Dans un environnement où se multiplient les prises de paroles sur les aspects délétères de la solitude, la désindividualisation des comportements touche progressivement les cadres de vie. Alors qu’en 2014 le nombre de célibataires (124 millions) a dépassé le nombre de gens mariés aux Etats-Unis – tendance qui tend à se vérifier dans les pays occidentaux – le co-living gagne diligemment du terrain. En témoigne le Wohnprojekt (2014) à Vienne, beaucoup médiatisé, et plus récemment les concepts de « Hackerspaces » – laboratoires ouverts – à disposition des entrepreneurs qui a inspiré la construction prochaine de 100 appartements partagés à la Station F.

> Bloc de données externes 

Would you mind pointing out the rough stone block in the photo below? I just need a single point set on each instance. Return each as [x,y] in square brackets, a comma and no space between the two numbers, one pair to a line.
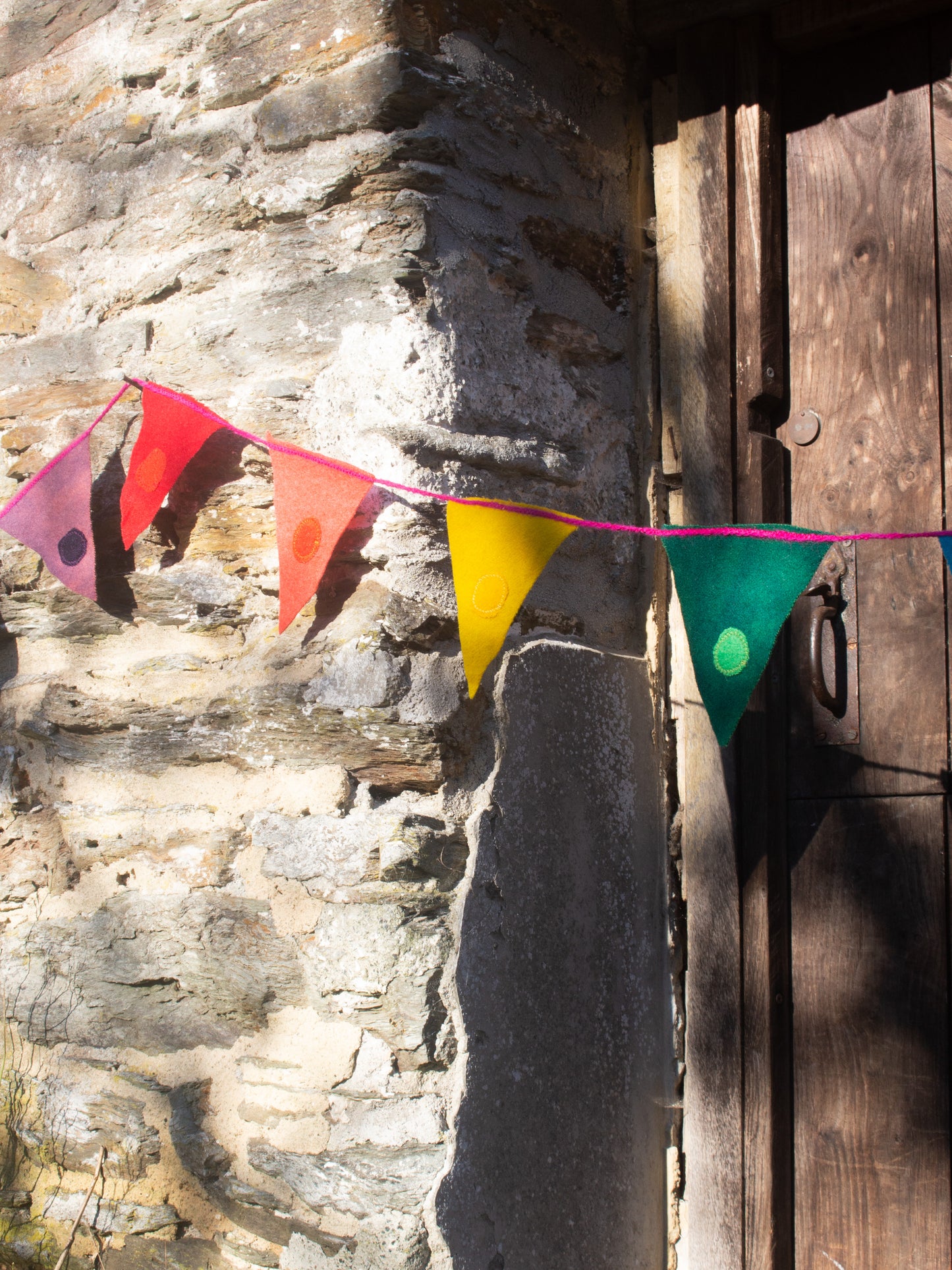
[393,89]
[34,28]
[154,972]
[244,57]
[111,1217]
[381,967]
[362,1180]
[79,1123]
[24,297]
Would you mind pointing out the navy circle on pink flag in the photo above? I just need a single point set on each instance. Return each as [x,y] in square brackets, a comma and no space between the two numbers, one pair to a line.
[52,517]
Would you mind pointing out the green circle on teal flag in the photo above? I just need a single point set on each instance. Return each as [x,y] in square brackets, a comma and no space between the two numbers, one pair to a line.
[731,652]
[735,592]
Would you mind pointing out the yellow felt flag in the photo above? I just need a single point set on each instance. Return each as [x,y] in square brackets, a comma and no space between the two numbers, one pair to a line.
[497,556]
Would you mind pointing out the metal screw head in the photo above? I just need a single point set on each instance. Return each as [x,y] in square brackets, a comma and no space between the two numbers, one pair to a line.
[805,427]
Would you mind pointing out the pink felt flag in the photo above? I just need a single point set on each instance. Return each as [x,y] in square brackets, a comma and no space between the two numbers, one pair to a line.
[52,517]
[174,428]
[314,504]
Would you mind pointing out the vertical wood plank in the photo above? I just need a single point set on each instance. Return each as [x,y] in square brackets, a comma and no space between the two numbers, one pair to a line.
[712,1094]
[664,120]
[864,355]
[761,494]
[871,1058]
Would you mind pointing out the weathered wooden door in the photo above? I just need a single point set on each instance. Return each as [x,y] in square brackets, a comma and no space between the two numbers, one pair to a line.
[804,197]
[868,192]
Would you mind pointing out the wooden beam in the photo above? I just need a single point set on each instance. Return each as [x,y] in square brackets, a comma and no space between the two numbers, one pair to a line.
[761,494]
[712,1095]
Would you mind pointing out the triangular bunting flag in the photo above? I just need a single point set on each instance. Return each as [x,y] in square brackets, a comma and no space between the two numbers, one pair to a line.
[735,593]
[174,428]
[52,517]
[314,504]
[497,558]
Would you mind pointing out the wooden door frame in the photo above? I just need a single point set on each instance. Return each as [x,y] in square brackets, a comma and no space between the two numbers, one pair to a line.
[721,315]
[721,319]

Un concept repris par des cabinets de « wise architecture » comme Andersson Wise (Texas), Schneller Caminada Architect (Suisse), Wise Architecture ou HKL Studio (Japon) qui évoquent un design plus familier et une relation plus sensible au matériau et aux spécificités locales, géographiques et climatiques.
En France, Arkhenspaces se positionne avec une approche aussi subtile de l’ar(t)chitecture – entre art, technique et sociologie – mais plus pragmatique et plus proche des centres villes, pour répondre à cette situation démographique nouvelle, l’avancée du Global Aging, mais aussi un nouveau désir de fluidité, d’affects et de partage, plus enclin à la suppression des murs de la vie privée.
L’horizontalité au cœur du new relationnalisme
Le partage est devenu une norme et s’inscrit aujourd’hui dans les habitudes de consommation d’une population de plus en plus large. PwC estime d’ailleurs que le marché de l’économie collaborative devrait atteindre 335 milliards de dollars à l’horizon 2025. Et ce marché de masse devient un marché de multi niches interconnecté.
Si l’expérience – nouveau buzzword et nouvelle chose – cherche encore ses formes propres, la mise en relation de tous et de tout montre aussi l’attachement à un nouvel art de vivre – basé sur la collaboration et la réinterprétation du « smart » – qui s’éloigne de la vision d’un solutionisme purement technologique pour aller vers un sens plus large, axé sur la sagesse et l’émotion.
Dans ce contexte, créer les conditions à la fois de la sérendipité, c’est-à-dire de la surprise constante, et de l’altérité – nouvelle lubie de cette horizontalité – devient un impératif de désirabilité plus important encore que la personnalisation. Un espace qui sait laisser une place pour l’énigme – et où la notion de « bien-être » surpasse celle de « confort », car moins formatée.
Les sociologues parlent de « new relationalisme » où le « nous », le sensible et communautaire – version nouvelle du Temps des Tribus – prennent le pas sur la privacy. Phénomène qui s’inscrit dans le renforcement des pratiques du « co » autour d’un lifestyle global réfléchi, plutôt que de réflexes comportementaux.
En témoigne des projets expérimentaux autour du mode de travail, comme OpenStructures, qui s’inspire des méthodes de construction des softwares pour proposer un mode de construction « ad hocratique », entièrement modulaire et horizontal, où tout le monde design pour tout le monde.
Du coté des services de mobilité (MaaS), après la mode des « communautés d’expériences » cet état d’esprit est boosté par le nouveau niveau de confiance que propose la blockchain. Un élément qui a trouvé sa place dans le business model de Padam et La’Zooz (Israël) pour en faire un moyen d’aller plus loin dans l’ouverture, la décomplexion et le mélange des usagers.
Preuve qu’à la perspective « smart city », cette mise en relation de tous et de tout ouvre la porte à un processus créatif vernaculaire, divers et inclusif.